Der italienische Senator Paolo Marcheschi hat den Gesetzentwurf 1902 eingebracht, um eine 2-prozentige Abgabe auf Inlands-Fußballwetten zu erheben. Die Maßnahme soll ab 2027 jährlich 230 Millionen Euro für die Italienische Fußballföderation generieren.
Die Gesetzgebung gilt für alle Wetten auf Spiele, die von der FIGC organisiert werden, und umfasst sowohl professionelle als auch Amateurligen. Lizenzierte Anbieter müssen die Mittel vierteljährlich an die Föderation überweisen. Um sicherzustellen, dass die Maßnahme für Unternehmen einkommensneutral bleibt, wird die neue Abgabe durch eine Senkung der bestehenden PREU-Steuer auf Festquoten-Fußballwetten ausgeglichen.
Dieser Vorschlag stellt eine Alternative zur Wiedereinführung von Glücksspielwerbung dar, die seit 2019 verboten ist.
Mittelverteilung und Aufsicht
Die Mittel werden nach strengen Prozentsätzen verteilt. Mindestens 50 % sind für die Jugendförderung vorgesehen, einschließlich Infrastruktur und Ausbildungsprogrammen für Frauen. Soziale Initiativen, wie die Prävention von Glücksspielschäden, erhalten 30 % der Einnahmen.
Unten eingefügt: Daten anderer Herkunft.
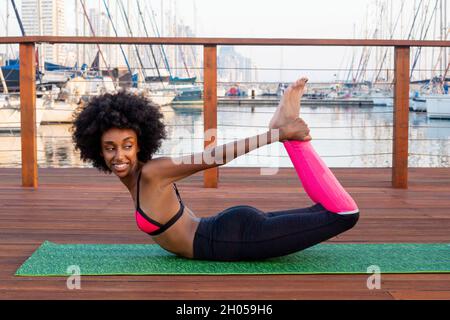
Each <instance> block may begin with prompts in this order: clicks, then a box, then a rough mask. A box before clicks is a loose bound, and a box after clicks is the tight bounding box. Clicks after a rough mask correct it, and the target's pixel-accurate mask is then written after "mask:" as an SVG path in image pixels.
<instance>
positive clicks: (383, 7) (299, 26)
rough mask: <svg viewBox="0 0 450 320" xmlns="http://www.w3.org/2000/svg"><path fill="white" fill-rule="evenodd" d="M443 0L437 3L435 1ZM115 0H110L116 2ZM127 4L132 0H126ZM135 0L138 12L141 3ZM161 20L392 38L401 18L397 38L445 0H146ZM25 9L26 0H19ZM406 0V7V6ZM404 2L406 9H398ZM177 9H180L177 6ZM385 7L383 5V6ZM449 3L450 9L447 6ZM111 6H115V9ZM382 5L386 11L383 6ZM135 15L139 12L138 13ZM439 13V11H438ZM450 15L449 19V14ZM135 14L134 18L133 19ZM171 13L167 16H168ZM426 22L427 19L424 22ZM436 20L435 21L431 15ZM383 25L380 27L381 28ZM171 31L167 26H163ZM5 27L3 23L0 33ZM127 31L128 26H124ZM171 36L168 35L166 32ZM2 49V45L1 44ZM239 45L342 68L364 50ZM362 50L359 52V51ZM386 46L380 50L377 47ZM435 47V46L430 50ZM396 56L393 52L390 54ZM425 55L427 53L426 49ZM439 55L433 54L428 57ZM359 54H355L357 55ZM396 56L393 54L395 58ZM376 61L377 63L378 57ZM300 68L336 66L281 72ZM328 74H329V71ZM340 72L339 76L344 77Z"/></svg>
mask: <svg viewBox="0 0 450 320" xmlns="http://www.w3.org/2000/svg"><path fill="white" fill-rule="evenodd" d="M7 1H8V2H9V1H10V0H0V4H1V5H0V10H1V11H0V13H1V14H0V15H1V19H2V20H1V21H0V24H1V25H2V26H3V25H4V23H5V16H6V13H5V5H6V2H7ZM75 1H76V0H66V1H65V2H66V20H67V26H68V27H67V31H66V32H67V35H75V27H74V26H75V18H74V16H75V15H74V14H73V12H74V11H75ZM436 1H438V2H436ZM85 2H86V5H87V6H88V7H100V8H101V9H102V10H103V2H102V0H85ZM115 2H116V0H109V3H110V4H112V6H113V4H114V3H115ZM123 2H124V4H125V6H126V4H127V0H123ZM133 2H134V1H133V0H130V4H131V7H132V9H134V12H136V9H135V8H136V5H135V4H133ZM144 2H146V3H147V5H148V7H150V6H151V7H152V8H153V9H154V11H155V13H156V16H157V17H156V20H157V21H158V22H159V21H160V20H161V17H160V13H161V4H163V11H164V12H166V13H167V12H169V11H170V12H172V14H174V15H175V16H176V19H177V20H178V21H181V20H182V21H183V23H184V24H187V25H190V26H191V27H192V29H194V30H195V31H196V34H197V36H198V37H242V38H251V37H261V38H342V39H345V38H360V39H361V38H367V37H376V38H385V39H388V38H389V37H390V34H389V30H388V27H387V26H388V23H389V21H392V23H391V25H394V21H397V28H396V30H395V34H394V38H395V39H406V38H407V36H408V34H409V33H410V27H411V24H412V20H413V16H414V14H413V13H414V10H415V7H416V6H417V4H418V3H422V4H423V6H422V10H421V11H419V14H418V16H417V23H416V25H415V28H414V29H413V32H412V35H413V36H415V37H418V36H419V33H420V32H421V31H422V32H423V30H424V29H426V28H424V27H426V25H427V23H425V22H427V21H429V20H430V19H427V17H431V14H432V12H433V9H434V6H435V4H436V3H438V8H439V3H440V0H341V1H335V0H309V1H305V0H277V1H275V0H227V1H218V0H164V1H161V0H145V1H141V2H140V3H141V5H143V4H144ZM16 3H17V5H18V6H19V8H20V4H21V0H16ZM402 5H403V7H402ZM401 7H402V9H403V10H402V14H399V12H400V8H401ZM174 8H176V10H175V9H174ZM382 8H383V9H382ZM448 9H450V8H447V11H448ZM111 10H112V9H111ZM381 10H383V11H381ZM133 14H134V15H133ZM435 16H436V15H435ZM447 16H448V17H449V19H450V15H448V13H447ZM131 17H132V19H131V20H132V21H134V22H135V23H136V21H138V18H137V14H136V13H132V14H131ZM133 17H134V19H133ZM166 18H167V16H165V19H166ZM421 21H424V22H422V23H421ZM430 21H431V20H430ZM9 26H10V30H9V34H10V35H19V28H18V26H17V23H16V21H15V19H14V16H13V13H12V9H10V20H9ZM376 30H378V31H376ZM439 30H440V29H439V21H438V20H436V22H435V21H434V20H433V23H431V24H430V28H429V30H428V34H427V39H432V38H434V39H438V37H439ZM163 31H167V30H163ZM4 32H5V29H4V28H3V27H2V28H0V35H2V34H4ZM119 33H120V34H121V35H125V28H124V27H122V28H120V27H119ZM163 35H166V34H163ZM0 50H3V49H0ZM237 50H238V51H239V52H240V53H242V54H244V55H245V56H248V57H250V58H251V59H252V61H253V63H254V64H255V66H257V67H260V68H279V69H283V68H284V69H339V68H344V67H349V66H350V63H351V60H352V58H353V59H356V60H357V59H359V56H358V55H360V52H361V50H362V49H359V48H356V49H355V48H345V47H338V48H337V47H284V48H282V47H239V48H237ZM358 50H359V51H358ZM377 50H381V49H377ZM430 50H431V49H430ZM373 52H374V53H373V56H375V55H377V56H378V60H379V56H380V55H381V56H382V53H380V52H381V51H378V52H376V54H375V49H374V50H373ZM389 55H391V53H389ZM423 55H424V56H425V55H426V54H425V53H424V54H423ZM436 55H437V53H436V52H435V51H433V53H432V52H431V51H430V52H429V53H428V59H431V58H430V57H434V58H435V56H436ZM354 57H356V58H354ZM392 60H393V59H388V62H389V61H392ZM374 63H376V62H374ZM299 72H308V73H310V74H311V75H312V77H317V78H318V79H322V80H324V79H328V80H331V79H330V77H332V75H333V76H334V74H336V72H337V71H322V72H318V71H311V70H309V71H308V70H305V71H302V70H296V71H292V72H290V71H280V72H278V73H277V76H278V77H281V78H285V79H282V80H285V81H289V80H292V79H291V78H295V77H296V74H297V73H299ZM325 74H326V75H325ZM341 75H342V74H340V75H339V76H341Z"/></svg>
Die verbleibenden 20 % unterstützen den Frauenfußball und den basisnahen Amateursport.
Das Ministerium für Wirtschaft und Finanzen wird innerhalb von sechs Monaten nach Inkrafttreten spezifische Zahlungs- und Berichtsverfahren festlegen. Die FIGC muss dem Büro des Ministerpräsidenten einen zertifizierten Jahresbericht über die Mittelverwendung vorlegen. Der Vorschlag folgt auf die Nichtqualifikation der Nationalmannschaft für die Weltmeisterschaft, die eine Überprüfung der Sportfinanzierung ausgelöst hat.
Zuvor hatte Italien während der Pandemie eine 0,5-prozentige Notfallabgabe auf Sportwetten eingeführt, um die wirtschaftliche Erholung zu unterstützen. Der ehemalige FIGC-Präsident Gabriele Gravina unterstützt die Initiative. Der Gesetzentwurf definiert die Abgabe als Mechanismus für ein sich selbst erhaltendes Ökosystem und nicht als staatliche Beihilfe.